Common Mistakes to Avoid
- Confusing weather and climate, which is wrong because weather describes short-term conditions while climate describes long-term patterns over many years.
- Saying ozone depletion is the main cause of climate change, which is wrong because modern warming is driven mainly by increased greenhouse gases trapping infrared radiation.
- Treating a temperature anomaly as the actual temperature, which is wrong because an anomaly shows the difference from a baseline average.
- Ignoring units in emission calculations, which is wrong because carbon footprint = activity amount x emission factor only works when the units match correctly.

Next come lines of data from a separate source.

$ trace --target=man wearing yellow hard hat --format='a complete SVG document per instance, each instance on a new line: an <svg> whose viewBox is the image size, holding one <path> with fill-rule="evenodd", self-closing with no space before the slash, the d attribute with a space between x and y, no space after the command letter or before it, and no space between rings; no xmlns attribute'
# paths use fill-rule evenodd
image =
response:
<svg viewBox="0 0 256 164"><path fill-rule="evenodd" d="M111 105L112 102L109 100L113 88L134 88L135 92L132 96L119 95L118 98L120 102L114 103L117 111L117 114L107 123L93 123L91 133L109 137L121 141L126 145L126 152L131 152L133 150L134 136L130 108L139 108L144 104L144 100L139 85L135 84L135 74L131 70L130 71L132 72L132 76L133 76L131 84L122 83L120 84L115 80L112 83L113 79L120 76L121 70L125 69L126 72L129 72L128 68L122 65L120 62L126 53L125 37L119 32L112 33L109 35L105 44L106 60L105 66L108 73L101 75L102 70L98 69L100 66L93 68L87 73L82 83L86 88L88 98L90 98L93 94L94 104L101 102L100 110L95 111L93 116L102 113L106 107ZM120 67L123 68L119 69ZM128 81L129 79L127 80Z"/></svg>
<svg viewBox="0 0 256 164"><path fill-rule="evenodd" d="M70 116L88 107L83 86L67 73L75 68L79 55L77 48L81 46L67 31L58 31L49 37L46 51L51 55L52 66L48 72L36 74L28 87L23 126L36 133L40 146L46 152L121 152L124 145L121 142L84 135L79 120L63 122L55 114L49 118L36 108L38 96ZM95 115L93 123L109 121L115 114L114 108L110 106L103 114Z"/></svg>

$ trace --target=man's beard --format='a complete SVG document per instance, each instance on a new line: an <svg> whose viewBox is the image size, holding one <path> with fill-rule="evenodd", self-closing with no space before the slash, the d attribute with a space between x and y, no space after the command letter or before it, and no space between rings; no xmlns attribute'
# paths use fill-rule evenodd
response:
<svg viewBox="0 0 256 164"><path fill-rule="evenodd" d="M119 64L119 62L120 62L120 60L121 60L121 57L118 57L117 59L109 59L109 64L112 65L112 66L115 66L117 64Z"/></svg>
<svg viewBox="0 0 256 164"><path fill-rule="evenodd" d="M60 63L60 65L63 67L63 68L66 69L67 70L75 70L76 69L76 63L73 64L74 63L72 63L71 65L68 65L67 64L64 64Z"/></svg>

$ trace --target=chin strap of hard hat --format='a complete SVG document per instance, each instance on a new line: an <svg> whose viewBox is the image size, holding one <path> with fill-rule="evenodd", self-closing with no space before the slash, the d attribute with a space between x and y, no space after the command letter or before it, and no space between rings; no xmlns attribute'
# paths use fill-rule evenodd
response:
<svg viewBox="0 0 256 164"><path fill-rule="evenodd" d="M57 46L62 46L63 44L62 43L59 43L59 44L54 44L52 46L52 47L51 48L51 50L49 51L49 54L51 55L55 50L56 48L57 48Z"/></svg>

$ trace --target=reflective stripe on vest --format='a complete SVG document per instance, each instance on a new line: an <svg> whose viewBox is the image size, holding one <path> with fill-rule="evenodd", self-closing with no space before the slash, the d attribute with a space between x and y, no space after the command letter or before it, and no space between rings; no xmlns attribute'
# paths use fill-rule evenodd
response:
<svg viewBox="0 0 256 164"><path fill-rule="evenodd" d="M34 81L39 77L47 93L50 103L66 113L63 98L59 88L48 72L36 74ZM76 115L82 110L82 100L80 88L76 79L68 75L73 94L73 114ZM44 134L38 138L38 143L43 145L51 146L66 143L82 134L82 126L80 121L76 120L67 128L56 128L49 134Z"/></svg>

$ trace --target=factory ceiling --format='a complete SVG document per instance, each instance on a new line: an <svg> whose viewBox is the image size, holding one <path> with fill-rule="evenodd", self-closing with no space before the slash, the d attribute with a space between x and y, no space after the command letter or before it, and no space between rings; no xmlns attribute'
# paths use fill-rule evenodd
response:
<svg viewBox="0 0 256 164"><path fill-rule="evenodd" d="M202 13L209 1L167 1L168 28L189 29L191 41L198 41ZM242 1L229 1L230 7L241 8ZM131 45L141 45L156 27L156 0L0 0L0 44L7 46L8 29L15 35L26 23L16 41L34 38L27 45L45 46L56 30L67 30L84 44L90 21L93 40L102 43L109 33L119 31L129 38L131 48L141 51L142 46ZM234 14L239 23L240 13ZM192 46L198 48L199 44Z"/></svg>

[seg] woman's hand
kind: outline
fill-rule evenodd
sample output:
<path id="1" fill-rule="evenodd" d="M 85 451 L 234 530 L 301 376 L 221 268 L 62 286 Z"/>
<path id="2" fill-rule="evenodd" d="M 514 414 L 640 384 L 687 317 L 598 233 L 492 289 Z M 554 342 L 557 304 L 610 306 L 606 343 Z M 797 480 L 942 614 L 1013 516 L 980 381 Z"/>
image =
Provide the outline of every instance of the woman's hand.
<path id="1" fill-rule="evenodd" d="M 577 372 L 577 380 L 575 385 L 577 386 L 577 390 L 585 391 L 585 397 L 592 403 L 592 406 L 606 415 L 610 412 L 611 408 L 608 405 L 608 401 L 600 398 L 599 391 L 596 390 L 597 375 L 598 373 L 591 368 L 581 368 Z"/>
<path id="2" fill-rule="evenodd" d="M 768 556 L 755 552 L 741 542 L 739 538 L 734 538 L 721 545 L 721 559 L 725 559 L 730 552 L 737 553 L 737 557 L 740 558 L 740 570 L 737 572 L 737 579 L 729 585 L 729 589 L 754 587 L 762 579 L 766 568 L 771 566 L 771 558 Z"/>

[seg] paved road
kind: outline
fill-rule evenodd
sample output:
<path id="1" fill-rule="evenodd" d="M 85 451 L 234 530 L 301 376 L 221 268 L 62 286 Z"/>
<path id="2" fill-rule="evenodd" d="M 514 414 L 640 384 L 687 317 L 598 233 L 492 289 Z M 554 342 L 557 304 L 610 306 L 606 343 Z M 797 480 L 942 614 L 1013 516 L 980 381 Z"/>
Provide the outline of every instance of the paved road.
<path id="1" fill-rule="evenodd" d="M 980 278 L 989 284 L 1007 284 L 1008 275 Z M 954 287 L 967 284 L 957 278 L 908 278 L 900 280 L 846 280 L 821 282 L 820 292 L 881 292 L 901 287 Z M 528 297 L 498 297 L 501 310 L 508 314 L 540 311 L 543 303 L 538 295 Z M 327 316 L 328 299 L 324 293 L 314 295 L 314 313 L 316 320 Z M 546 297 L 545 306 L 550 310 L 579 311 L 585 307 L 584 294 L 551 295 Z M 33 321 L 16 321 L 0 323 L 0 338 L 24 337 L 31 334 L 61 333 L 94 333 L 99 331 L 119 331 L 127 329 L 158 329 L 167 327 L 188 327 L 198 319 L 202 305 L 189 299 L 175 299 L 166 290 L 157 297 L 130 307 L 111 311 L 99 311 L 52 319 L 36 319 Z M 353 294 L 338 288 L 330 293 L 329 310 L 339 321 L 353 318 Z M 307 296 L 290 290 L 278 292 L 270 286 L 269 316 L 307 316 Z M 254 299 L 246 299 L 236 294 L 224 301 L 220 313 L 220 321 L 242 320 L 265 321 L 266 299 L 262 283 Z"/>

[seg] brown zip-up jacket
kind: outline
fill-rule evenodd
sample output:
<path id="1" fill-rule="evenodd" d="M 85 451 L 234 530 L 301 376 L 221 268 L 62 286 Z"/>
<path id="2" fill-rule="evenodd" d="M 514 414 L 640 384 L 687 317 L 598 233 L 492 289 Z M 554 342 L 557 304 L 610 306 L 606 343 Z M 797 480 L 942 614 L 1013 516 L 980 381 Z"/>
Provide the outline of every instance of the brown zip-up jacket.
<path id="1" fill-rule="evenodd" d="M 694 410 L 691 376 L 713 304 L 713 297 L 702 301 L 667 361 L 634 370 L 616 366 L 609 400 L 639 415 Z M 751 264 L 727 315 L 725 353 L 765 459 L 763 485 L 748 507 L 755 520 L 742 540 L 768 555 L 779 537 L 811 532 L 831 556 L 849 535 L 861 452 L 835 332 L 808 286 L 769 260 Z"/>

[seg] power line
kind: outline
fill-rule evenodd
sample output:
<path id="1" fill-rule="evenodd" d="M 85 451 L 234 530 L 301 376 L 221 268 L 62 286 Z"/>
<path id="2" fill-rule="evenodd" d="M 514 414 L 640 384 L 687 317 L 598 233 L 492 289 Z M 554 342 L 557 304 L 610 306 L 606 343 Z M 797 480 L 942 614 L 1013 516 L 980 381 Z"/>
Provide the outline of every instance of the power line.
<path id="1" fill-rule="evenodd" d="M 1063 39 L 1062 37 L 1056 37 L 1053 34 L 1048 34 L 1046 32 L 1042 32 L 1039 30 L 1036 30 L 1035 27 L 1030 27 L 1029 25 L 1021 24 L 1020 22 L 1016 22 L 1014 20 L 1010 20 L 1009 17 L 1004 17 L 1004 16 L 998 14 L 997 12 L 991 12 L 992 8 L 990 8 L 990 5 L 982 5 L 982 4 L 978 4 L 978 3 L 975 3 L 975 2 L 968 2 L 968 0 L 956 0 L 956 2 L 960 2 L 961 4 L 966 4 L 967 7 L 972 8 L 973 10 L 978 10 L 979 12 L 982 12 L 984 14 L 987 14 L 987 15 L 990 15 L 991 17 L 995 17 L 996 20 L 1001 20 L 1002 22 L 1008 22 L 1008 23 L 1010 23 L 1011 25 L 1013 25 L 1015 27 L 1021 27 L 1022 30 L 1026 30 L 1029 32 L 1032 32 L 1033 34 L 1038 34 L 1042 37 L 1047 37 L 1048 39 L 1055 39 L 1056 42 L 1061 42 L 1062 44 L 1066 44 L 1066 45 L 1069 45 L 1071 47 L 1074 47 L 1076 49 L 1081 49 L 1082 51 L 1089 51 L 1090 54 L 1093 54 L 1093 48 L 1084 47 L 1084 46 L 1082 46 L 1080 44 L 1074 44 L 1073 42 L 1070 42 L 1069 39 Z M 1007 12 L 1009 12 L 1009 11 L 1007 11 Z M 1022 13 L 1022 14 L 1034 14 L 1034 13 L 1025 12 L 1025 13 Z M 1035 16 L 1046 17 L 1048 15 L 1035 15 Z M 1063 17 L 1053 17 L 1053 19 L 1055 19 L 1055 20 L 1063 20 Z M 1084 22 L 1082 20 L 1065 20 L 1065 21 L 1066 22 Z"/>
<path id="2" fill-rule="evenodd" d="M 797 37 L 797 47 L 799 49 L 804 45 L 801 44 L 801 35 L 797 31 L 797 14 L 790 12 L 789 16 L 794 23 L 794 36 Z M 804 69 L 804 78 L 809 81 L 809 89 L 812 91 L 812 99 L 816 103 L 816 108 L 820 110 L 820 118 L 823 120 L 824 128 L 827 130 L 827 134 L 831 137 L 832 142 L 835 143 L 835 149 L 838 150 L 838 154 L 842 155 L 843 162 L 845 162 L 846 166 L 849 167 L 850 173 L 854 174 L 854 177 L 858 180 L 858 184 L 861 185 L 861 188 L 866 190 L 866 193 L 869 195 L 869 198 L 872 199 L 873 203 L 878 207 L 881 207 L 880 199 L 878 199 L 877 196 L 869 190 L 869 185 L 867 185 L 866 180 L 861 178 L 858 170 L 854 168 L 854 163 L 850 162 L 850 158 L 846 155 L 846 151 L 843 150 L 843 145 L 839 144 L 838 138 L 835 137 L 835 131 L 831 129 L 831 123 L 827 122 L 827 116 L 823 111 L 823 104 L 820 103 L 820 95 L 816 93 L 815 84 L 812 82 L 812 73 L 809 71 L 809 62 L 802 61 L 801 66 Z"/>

- Assuming every environmental impact has one cause, which is wrong because climate impacts often involve interacting factors such as land use, pollution, resource demand, and warming.
Practice Questions
- 1 A city’s average summer temperature was 24.5°C during the baseline period and 26.1°C this year. What is the temperature anomaly?
- 2 A student drives 120 km in a car with an emission factor of 0.20 kg CO2 per km. What is the carbon footprint of the trip?
- 3 Atmospheric CO2 increases from 280 ppm to 420 ppm. Using ΔF = 5.35 ln(C / C0), estimate the radiative forcing.
- 4 Explain how melting Arctic sea ice can create a positive feedback loop that increases warming.